XTTS-v2 uses tensorboard for logging by default. Officially wandb is supported, but it breaks things when I've used it (after a few epochs creating massive amounts of artifact files). For this reason I've monkey patched the offending method so that no artifacts are added.


In [4]:
from trainer.logging.wandb_logger import WandbLogger

In [5]:
def add_artifact(self, file_or_dir, name, artifact_type, aliases=None):
    ###instead of adding artifact, do nothing###
    print(f"========Ignoring artifact: {name} {file_or_dir}========")
    return


WandbLogger.add_artifact = add_artifact

In [6]:
# Logging parameters
RUN_NAME = "kaggletest"
PROJECT_NAME = "gore" 
DASHBOARD_LOGGER = "wandb" 
LOGGER_URI = None

### Dir for Training Run ###

Set the training run to store model files in the persistent /kaggle/working dir. 


In [7]:
OUT_PATH = '/kaggle/working/run/'
os.makedirs(OUT_PATH, exist_ok=True)

Retreive the base model files. 

In [8]:
# Define the path where XTTS v2.0.1 files will be downloaded
CHECKPOINTS_OUT_PATH = os.path.join(OUT_PATH, "XTTS_v2.0_original_model_files/")
os.makedirs(CHECKPOINTS_OUT_PATH, exist_ok=True)

# DVAE files
DVAE_CHECKPOINT_LINK = "https://coqui.gateway.scarf.sh/hf-coqui/XTTS-v2/main/dvae.pth"
MEL_NORM_LINK = "https://coqui.gateway.scarf.sh/hf-coqui/XTTS-v2/main/mel_stats.pth"

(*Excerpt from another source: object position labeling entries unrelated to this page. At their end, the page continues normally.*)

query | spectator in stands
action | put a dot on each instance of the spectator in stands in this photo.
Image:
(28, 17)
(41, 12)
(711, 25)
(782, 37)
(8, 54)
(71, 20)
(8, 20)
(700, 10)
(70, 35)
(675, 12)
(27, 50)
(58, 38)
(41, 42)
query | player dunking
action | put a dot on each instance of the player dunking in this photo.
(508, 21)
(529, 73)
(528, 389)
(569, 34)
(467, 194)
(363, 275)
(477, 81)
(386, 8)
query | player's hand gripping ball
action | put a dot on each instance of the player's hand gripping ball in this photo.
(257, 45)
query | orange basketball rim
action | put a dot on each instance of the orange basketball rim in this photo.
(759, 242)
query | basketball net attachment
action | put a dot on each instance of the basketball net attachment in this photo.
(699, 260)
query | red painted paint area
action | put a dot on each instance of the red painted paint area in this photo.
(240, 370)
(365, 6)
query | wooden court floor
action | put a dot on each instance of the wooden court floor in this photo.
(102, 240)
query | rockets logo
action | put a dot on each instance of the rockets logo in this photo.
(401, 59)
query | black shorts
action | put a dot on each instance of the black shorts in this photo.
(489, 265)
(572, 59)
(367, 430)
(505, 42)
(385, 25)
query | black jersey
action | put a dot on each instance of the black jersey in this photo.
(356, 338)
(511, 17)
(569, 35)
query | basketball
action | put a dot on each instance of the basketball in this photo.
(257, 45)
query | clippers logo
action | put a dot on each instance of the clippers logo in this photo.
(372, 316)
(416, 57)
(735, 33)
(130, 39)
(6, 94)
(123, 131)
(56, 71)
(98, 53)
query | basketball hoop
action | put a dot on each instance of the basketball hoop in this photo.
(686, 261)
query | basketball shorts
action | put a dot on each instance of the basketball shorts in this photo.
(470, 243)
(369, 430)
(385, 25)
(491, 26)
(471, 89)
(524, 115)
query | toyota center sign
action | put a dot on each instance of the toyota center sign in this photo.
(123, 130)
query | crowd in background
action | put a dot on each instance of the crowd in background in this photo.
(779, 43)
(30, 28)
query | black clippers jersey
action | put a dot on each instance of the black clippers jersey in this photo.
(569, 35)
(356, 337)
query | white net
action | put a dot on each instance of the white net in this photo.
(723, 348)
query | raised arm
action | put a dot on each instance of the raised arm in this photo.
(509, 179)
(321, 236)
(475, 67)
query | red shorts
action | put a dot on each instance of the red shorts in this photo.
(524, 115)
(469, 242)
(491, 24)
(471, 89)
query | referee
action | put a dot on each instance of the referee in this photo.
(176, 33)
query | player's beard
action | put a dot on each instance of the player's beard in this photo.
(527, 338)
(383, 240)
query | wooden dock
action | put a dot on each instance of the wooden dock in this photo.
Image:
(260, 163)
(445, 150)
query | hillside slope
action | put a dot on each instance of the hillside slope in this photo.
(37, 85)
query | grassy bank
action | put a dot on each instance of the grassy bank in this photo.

# Set the path to the downloaded files
DVAE_CHECKPOINT = os.path.join(CHECKPOINTS_OUT_PATH, os.path.basename(DVAE_CHECKPOINT_LINK))
MEL_NORM_FILE = os.path.join(CHECKPOINTS_OUT_PATH, os.path.basename(MEL_NORM_LINK))

# download DVAE files if needed
if not os.path.isfile(DVAE_CHECKPOINT) or not os.path.isfile(MEL_NORM_FILE):
    print(" > Downloading DVAE files!")
    ModelManager._download_model_files([MEL_NORM_LINK, DVAE_CHECKPOINT_LINK], CHECKPOINTS_OUT_PATH, progress_bar=True)

# Download XTTS v2.0 checkpoint if needed
TOKENIZER_FILE_LINK = "https://coqui.gateway.scarf.sh/hf-coqui/XTTS-v2/main/vocab.json"
XTTS_CHECKPOINT_LINK = "https://coqui.gateway.scarf.sh/hf-coqui/XTTS-v2/main/model.pth"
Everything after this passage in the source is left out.